SU545270A3 - Device for extinguishing an electric arc - Google Patents

Description

the electrode and the insulating element 2, which also serves as a guide piece for the cylinder 6. In the channels there are one non-return valve 9, which allow the gas flow in one direction only, into the arc cavity 8. The check valves 9 can be made cup-shaped. With sealing 10, with the spring 11 pressed against the contact surfaces. The spring 11 slides on the rod 12, which is movably mounted in the hole 13 with the possibility of axial movement.

Other valve systems that operate on the principle of heart valves can also be used as non-return valves.

In the closed initial position of the moving electrode 4, the system is under an initial pressure that is the same for all its parts (for example, using hexafluoride sulfur as a quenching medium can be 6 atm).
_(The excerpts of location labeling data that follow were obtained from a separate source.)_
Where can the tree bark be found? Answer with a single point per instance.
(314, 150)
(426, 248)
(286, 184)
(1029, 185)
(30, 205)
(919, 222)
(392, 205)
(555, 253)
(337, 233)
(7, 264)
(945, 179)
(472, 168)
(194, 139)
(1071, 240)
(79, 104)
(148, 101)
When you turn off the cylinder 6 moves to the right, and with it the electrode 4, in the cavity 14 of the cylinder pressure rises, which is also established through the valves 9 in the annular cavity 7. As long as the electrode 4 still moves inside the electrode 1, the annular cavity 7 is sealed is closed. After precompression when opening the outlet section for flow, when electrode 4 leaves electrode 1, extinguishing gas from cavity 14 flows through channels and through annular cavity 7 to arc 3, which occurs between the ends of electrodes 1 and 4. Gas flows through electrode 1 and after opening the sonl formed by the insulating element 2, also into the cavity 15 formed by the outer surface of the electrode 4 and the inner surface of the cylinder 6.

If the pressure in the arc cavity 8 reaches or even exceeds the pressure in cavity 15, the valves 9 are pressed against their seats and close the cavity 14 so that there can be no backflow.

The reverse movement of the cylinder 6 and the moving electrode 4 associated with it is excluded. As the pressure in the arc cavity 8 decreases during the half-wave, the extinguishing gas flow from cavity 14 is resumed, and the fresh gas flows to the quench region.

In addition to improving the switching properties of the AC switch, it is also possible to economically drive the moving parts of the gas extinguishing piston switch.

Compression of the quenching gas can be accomplished by an annular tube 16 connected to electrode 4, instead of cylinder 6 (Fig. 2). The movable electrode 4 of the switch is shown in the off position. An arc arises between the end of the fixed electrode 1 and the moving electrode 4. The annular piston

1G compresses the quenching gas in cavity 14. Piston 16 is driven through rods 17 together with electrode 4.

In a device made in another embodiment (Fig. 3), the gas flow is created by the piston 18, which is designed so that when the quenching gas is compressed in the cavity 14, the smallest dead volume remains. With a fixed electrode of 1 l, the insulating element 2 is rigidly connected, which is fixed on the cylinder 6. The piston 18 is moved by the actuator together with the electrode 4. The piston 18 can be rigidly connected to the cylinder 6. Then the electrode 1, which is rigidly connected to the solar insulator element 2, in the process of switching off, moves to the left. During this movement, the insulating element 2 slides in the cylinder 6. As a result, the gas, which is in preliminary pressure, is compressed in the cavity 14 and through the extinguishing channels 5 in the insulating element 2 enters the annular cavity 7, and from there flows to the arc, burning between electrodes 1 and 4. When working with sulfur hexafluoride as an extinguishing gas, the preliminary pressure of the extinguishing gas in cavity 14 may be, for example, 6.10 N / m-.

The slides 9 are made of spring plates or flaps, which are pressed by the flow of gas from the cavity 14. The open position of the spring plates is limited by special stops 19, which, when an increased pressure appears, close the flow channels and thus prevent backflow.

The check valve 9 is made in the form of hinged plates (Fig. 4).

Since the open position of the plates is determined by the lugs 19, no mechanical tension is required to keep them in the STANDING state closed.

In the annular cavity 7, the fins 20 are radially and axially positioned so that the annular volume of the cavity 7 is divided into separate chambers. The ribs 20 are made of short-circuited plastics, an insulating material, or metal. Using these ribs, you can get a uniform flow in the annular cavity 7 in the direction to the arc-suppressing cavity 8 and to the arc 3.

When the switch is closed, the cavity 14 must be filled with gas.m. again, since this results in a reduced pressure compared with the rest of the switch space, the valves 9 also close. The cavity 14, therefore, cannot be filled through the cavity 7 and the channel 5. The piston 18 is therefore supplied with one or more non-return valves 21. They can be made according to the type of valves 9. Since these valves 21 "e must be especially fast-acting, have one suction valve or a small number of them with a relatively large cross section.